GitHub has disclosed that it is actively investigating unauthorized access to GitHub-owned internal repositories. This is not a third-party breach report — GitHub itself is the affected party.
For product engineers who build on GitHub's infrastructure — Actions, Apps, webhooks, the REST and GraphQL APIs — this matters. When the platform you depend on is investigating a security incident involving its own internal repositories, the blast radius is unknown until the investigation concludes.
The only confirmed detail GitHub has shared so far: if any customer impact is discovered, customers will be notified through established incident response and notification channels.

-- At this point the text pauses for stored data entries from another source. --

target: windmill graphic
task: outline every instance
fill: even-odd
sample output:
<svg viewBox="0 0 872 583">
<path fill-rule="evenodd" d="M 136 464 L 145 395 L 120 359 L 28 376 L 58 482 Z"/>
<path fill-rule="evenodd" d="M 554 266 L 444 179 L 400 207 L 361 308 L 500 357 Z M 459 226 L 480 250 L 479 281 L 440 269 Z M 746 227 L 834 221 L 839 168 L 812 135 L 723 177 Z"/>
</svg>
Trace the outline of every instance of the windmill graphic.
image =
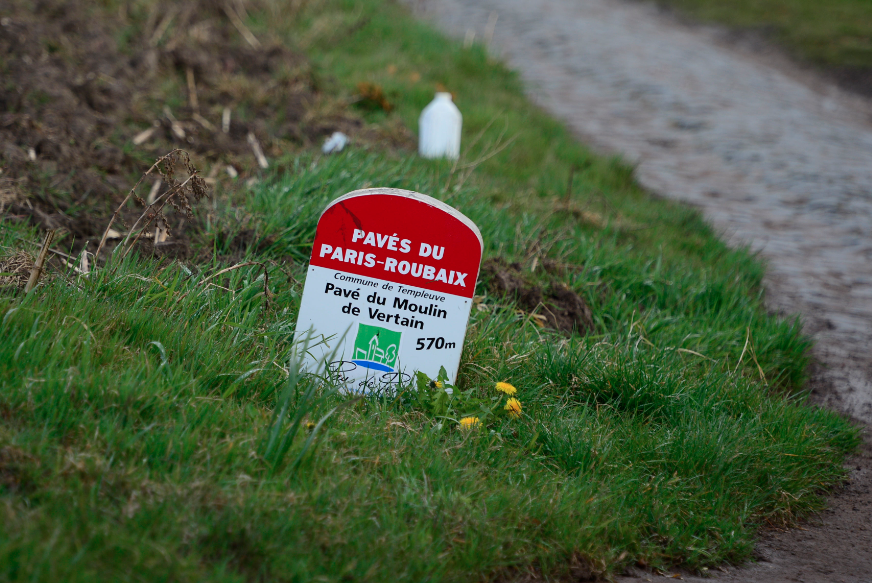
<svg viewBox="0 0 872 583">
<path fill-rule="evenodd" d="M 402 336 L 402 332 L 359 324 L 351 360 L 364 368 L 395 372 Z"/>
</svg>

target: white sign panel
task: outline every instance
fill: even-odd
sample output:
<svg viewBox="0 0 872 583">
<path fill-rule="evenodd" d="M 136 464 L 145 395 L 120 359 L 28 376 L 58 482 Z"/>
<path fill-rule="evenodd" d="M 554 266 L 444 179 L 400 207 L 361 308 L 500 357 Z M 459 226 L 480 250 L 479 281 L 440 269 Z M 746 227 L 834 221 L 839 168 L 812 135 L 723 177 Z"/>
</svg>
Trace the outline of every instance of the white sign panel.
<svg viewBox="0 0 872 583">
<path fill-rule="evenodd" d="M 307 369 L 359 393 L 442 366 L 454 382 L 481 253 L 472 221 L 429 196 L 369 189 L 335 200 L 318 222 L 297 319 Z"/>
</svg>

That sentence is doing a lot of work. It tells you the investigation is ongoing. It tells you impact has not yet been confirmed or ruled out. And it tells you GitHub is treating this through its standard incident response process — meaning formal notifications will follow if warranted.
Don't wait for a notification to start thinking about your exposure. Here is the concrete action:
Audit your GitHub-connected credentials and integrations today. Review any OAuth tokens, personal access tokens, GitHub App private keys, and deploy keys that have access to your repositories or CI/CD pipelines. If you have not rotated them recently, rotate them now. This is good hygiene regardless of this specific incident — but an active investigation on GitHub's infrastructure is the forcing function to stop deferring it.
Also check your notification settings. GitHub says it will use established incident response and notification channels. Make sure the email addresses tied to your GitHub organization are monitored and that security alerts are not routing to an inbox nobody reads.
The investigation is live. The scope is not yet public. Watch the GitHub Blog for updates and treat any follow-up notification from GitHub as high priority.